Spark Architecture : Shuffle

Spark holds data in memory resulting in fast processing, but sometimes due to memory constrains its not possible to hold all the data in one memory block. As a result spark splits the data among different nodes on the cluster. this comes with price, slow processing.

we will divide this topic in below sections

Why shuffling

What is shuffling

Types of shuffling

Why Shuffling

Partitioning

To distribute work across the cluster and reduce the memory requirements of each node, Spark will split the data into smaller parts called Partitions
Only one partition is computed per executor thread at a time
size and quantity of partitions passed to an executor is directly proportional to the time it takes to complete.

Data Skew

data is split into partitions based on a key

If values are not evenly distributed throughout this key then more data will be placed in one partition than another

{Sandesh, Priyanka, Rudransh, Sachin, Sumit} 
  > S: {Sandesh, Sachin, Sumit} 
  > P: {Priyanka} 
  > R: {Rudransh} 

Here the partition 1 for key S is three times more than the other two hence it takes more time to compute as compare to other two.
next stage of processing cannot begin until all three partitions are evaluated, the overall results from the stage will be delayed.

Scheduling

sometimes there are too few partitions to correctly cover the number of executors available.
An example is given in the diagram below, in which there are 2 Executors and 3 partitions.
Executor 1 has an extra partition to compute and therefore takes twice as long as Executor 2. This results in Executor 2 being idle and unused for half the job time.

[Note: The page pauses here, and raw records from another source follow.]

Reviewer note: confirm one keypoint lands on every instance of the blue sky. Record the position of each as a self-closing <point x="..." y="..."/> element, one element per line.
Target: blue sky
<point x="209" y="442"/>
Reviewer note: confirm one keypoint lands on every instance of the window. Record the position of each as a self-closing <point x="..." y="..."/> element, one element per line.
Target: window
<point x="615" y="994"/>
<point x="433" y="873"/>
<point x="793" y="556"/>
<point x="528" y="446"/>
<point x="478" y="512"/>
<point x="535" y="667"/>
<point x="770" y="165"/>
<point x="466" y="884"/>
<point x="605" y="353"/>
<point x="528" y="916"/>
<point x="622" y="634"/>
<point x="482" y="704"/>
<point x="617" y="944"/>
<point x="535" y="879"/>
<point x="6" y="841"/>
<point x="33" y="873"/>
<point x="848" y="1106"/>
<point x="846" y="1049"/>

Solution is to increase the number of partition but results in Shuffling

What is Shuffling ?

A shuffle occurs when data is rearranged between partitions
when a transformation requires information from other partitions, such as summing all the values in a column.
Spark will gather the required data from each partition and combine it into a new partition, likely on a different executor.
During a shuffle, data is written to disk and transferred across the network
this impacts Spark’s ability to do processing in-memory and causing a performance bottleneck
we should try to reduce the number of shuffles being done or reduce the amount of data being shuffled.
In the shuffle operation, the task that emits the data in the source executor is mapper
he task that consumes the data into the target executor is reducer
what happens between them is shuffle.

Shuffling in general has 2 important compression parameters

spark.shuffle.compress  = true // engine would compress shuffle outputs or not

spark.shuffle.spill.compress = true //compress intermediate shuffle spill files or not

spark.io.compression.codec = snappy   //default codec (z4, lzf, snappy, and zstd )

spark.shuffle.manager = sort //Three possible options are: hash, sort, tungsten-sort, sort” option is default starting from Spark 1.2.0. before that hash was default

Types of Shuffle (spark.shuffle.manager)

Hash Shuffle

Prior to Spark 1.2.0 this was the default option of shuffle (spark.shuffle.manager = hash)
Major drawback is number of output files

Each mapper task creates separate file for each separate reducer \

 Resulting files =  M * R  
 M is the number of “mappers” 
 R is the number of “reducers”

For yahoo 6k mappers and 46k reducers generating 2 billion files on the cluster.

Logic:

calculates the amount of “reducers” as the amount of partitions on the “reduce” side
creates a separate file for each of them
loops through the records it needs to output
calculates target partition for each of them and outputs the record to the corresponding file.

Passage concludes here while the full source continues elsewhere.